Filed under competition, NFL, Sports Ethics

2 responses to “Pay to Tank in the NFL

  1. I consider tanking/Intentionally-losing to be one of the most challenging ethical issues in sport. Because, as you briefly mention, it might just be that 2 teams have different overall goals in mind. The infamous Olympic Badminton example comes to mind, and the thinking could understandably be, “If we (intentionally) lose this match, we have a better chance at winning the next match and winning a gold medal…which is the objective of this entire endeavour!” Likewise with the intentional loss in football.

    Another argument worth considering is that the fault lies with those who organize the leagues/tournaments. Because athletes/teams could understandably maintain something like this: “You set the rules, and then we’ll follow the rules in pursuit of our objectives.” Because it does seem allowable for, say, a baseball team who’s already clinched the playoff birth to not pursue victory in the final games of the season to rest their star pitchers.
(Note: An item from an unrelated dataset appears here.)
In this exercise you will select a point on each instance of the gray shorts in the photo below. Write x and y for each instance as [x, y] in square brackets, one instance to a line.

The slight disanalogy here being this particular team doesn’t necessarily hope/plan to lose, but just don’t care either way, and certainly aren’t focused on trying to win.

    The Olympics has, built into it, the creed: “give best efforts.” This may be a way to hold athletes accountable but, then again, they could respond, “But we did ‘give best efforts.’ We did our absolute best, within the stated rules, to win a gold medal.”
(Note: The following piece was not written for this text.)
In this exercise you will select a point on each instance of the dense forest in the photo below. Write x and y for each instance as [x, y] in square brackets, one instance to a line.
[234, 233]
    Thanks for another thoughful post.

    • Thanks Jack. Thanks also for bringing up the Olympic badminton case. (I wrote about that here: https://sportsethicist.com/2012/08/11/olympics-morality-and-rule-breaking/ ) It is important to work to make sure the structure of the sports themselves don’t incentive behavior or actions we otherwise don’t want. The promotion/relegation system in European football does a good job of avoiding the sort of tanking we tend to see in the US. Another related sort of case worth thinking about is when a baseball team becomes a seller towards the trade deadline. In a way they are packing in the season, giving up some of their better players for a chance of a better team in the future. Is that tanking? Is that wrong? ( I don’t think it is — mainly because while the front office is working for the future season; the players are still typically playing to win on the field.)

      I think sometimes tanking either gets dismissed too quickly as a wrong (as Simon does) or it is too easily accepted as just part of the game. There might some contexts, in the tournament say, where some version of tanking might be be allowable or justifiable. I am not sure, but it is worth thinking about!